Stock index futures fell on Thursday as concerns grew that recent share declines caused by euro-zone turmoil in the handling of the sovereign debt crises could lead to a wider correction.

The recent slide has dragged the S&P 500 index 8.4 percent lower from its 2010 closing high on April 23 and pushed the benchmark index into negative territory for the year on Wednesday.

The euro fell one percent briefly against the dollar to hit the day's lows, tracking stocks lower as concerns grew about policy disarray in the euro zone.

The uncertainty in Europe has caused the dollar to strengthen against the euro and diverted attention from a solid quarter of corporate results in the United States.

Right now, obviously the good corporate news is not having much of an effect on the market, said Peter Cardillo, chief market economist at Avalon Partners in New York. It is all about the technical aspect at this time, and the strengthening of the dollar, which has cut investors appetite for risk.

S&P 500 futures fell 17 points and were below fair value, a formula that evaluates pricing by taking into account interest rates, dividends and time to expiration on the contract. Dow Jones industrial average futures dropped 145 points, and Nasdaq 100 futures shed 33.25 points.

After the closing bell on Wednesday, Applied Materials Inc , the world's largest producer of chipmaking gear, posted a second-quarter profit as customers added capacity to take advantage of growing demand for consumer electronics, especially in emerging markets.

Top U.S. office products retailer Staples Inc gave a lackluster outlook for the rest of its fiscal year, assuming only a modest U.S. economic recovery.

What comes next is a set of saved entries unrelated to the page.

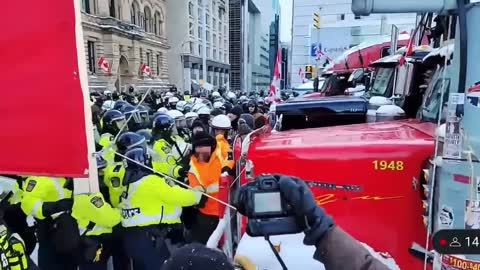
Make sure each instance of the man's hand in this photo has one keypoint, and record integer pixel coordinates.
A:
(299, 196)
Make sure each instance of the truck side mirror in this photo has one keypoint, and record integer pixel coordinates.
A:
(403, 79)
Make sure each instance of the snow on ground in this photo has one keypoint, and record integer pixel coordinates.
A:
(292, 250)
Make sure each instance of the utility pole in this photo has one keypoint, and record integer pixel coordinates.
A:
(204, 40)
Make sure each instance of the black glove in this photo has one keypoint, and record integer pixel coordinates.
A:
(50, 208)
(183, 172)
(299, 196)
(227, 170)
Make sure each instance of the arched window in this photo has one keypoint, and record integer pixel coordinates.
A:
(147, 24)
(112, 8)
(155, 23)
(134, 13)
(161, 26)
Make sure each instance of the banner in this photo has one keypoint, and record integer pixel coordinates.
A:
(41, 105)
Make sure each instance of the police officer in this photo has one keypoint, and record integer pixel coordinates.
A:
(149, 205)
(163, 142)
(221, 125)
(96, 219)
(205, 169)
(113, 178)
(113, 122)
(48, 199)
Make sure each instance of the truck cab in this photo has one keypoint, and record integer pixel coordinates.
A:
(368, 176)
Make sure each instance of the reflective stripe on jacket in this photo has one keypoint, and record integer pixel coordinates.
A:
(93, 208)
(224, 149)
(163, 160)
(113, 179)
(151, 200)
(108, 147)
(207, 175)
(40, 189)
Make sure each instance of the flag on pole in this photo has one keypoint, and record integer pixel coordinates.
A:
(272, 94)
(409, 49)
(103, 64)
(51, 141)
(146, 69)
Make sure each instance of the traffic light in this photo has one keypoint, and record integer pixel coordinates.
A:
(316, 20)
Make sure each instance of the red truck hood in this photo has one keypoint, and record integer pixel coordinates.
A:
(379, 206)
(395, 132)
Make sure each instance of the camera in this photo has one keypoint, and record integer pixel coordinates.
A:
(267, 211)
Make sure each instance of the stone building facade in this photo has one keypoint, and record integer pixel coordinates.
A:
(126, 33)
(199, 26)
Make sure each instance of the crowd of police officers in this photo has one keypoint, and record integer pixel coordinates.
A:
(159, 157)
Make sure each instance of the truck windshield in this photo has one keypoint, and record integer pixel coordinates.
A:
(431, 106)
(382, 79)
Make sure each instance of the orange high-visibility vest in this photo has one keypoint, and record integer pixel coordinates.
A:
(207, 175)
(225, 151)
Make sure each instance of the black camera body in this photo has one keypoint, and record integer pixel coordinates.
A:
(267, 211)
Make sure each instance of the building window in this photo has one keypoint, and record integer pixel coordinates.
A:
(191, 29)
(147, 21)
(134, 13)
(148, 59)
(159, 63)
(112, 8)
(158, 23)
(91, 56)
(190, 8)
(190, 44)
(86, 6)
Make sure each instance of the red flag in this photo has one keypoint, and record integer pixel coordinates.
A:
(276, 77)
(146, 69)
(44, 116)
(103, 64)
(410, 45)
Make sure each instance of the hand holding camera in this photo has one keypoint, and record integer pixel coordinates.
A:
(279, 204)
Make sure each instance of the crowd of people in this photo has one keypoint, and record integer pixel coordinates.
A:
(159, 159)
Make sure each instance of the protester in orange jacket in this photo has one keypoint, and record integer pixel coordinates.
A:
(205, 169)
(221, 125)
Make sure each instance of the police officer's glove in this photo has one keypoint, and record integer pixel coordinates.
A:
(183, 172)
(299, 196)
(227, 170)
(203, 199)
(51, 208)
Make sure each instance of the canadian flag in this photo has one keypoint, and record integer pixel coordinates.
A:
(146, 69)
(103, 64)
(409, 50)
(301, 74)
(272, 94)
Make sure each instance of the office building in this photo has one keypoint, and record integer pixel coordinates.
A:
(339, 30)
(195, 26)
(127, 35)
(250, 44)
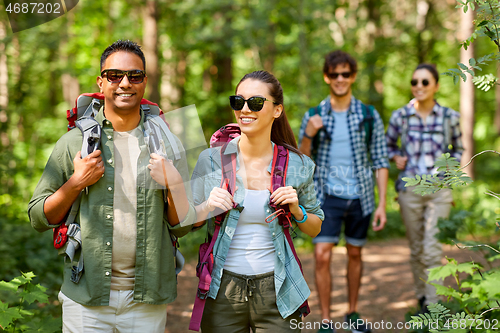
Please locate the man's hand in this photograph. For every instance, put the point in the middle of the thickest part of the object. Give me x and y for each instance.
(314, 124)
(163, 171)
(379, 219)
(88, 170)
(400, 161)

Sears Holdings Corp's first-quarter profit slipped 38 percent, hit by weaker margins and slightly higher costs.

Other companies set to post earnings on Thursday include Gamestop Corp. Ross Stores , , Intuit , Computer Sciences Corp. , and Compuware Corp. .

Data on tap for Thursday includes weekly claims for jobless benefits, as well as for the Conference Board's report on April leading economic indicators and the Philadelphia Federal Reserve's gauge of manufacturing activity in the U.S. mid-Atlantic region.

Financial stocks will garner attention after a setback for the Obama administration on Wednesday, as Senate Democrats failed to muster enough votes to end debate on the biggest overhaul of financial regulation since the 1930s, forcing another vote.

May individual equity options and some options on stock indexes stop trading at Friday's close and expire on Saturday, which may increase volatility.

European stocks fell late on Thursday morning on persistent concerns that other European countries may follow Germany's footsteps to ban short-selling in some financial instruments, traders said.

Worries over the euro zone's debt crisis hammered Asian stocks to their lowest in more than eight months.

U.S. stocks fell on Wednesday as Germany's unilateral action to ban specific trades on some stocks and bonds sparked a fresh wave of uncertainty and risk aversion among anxious investors.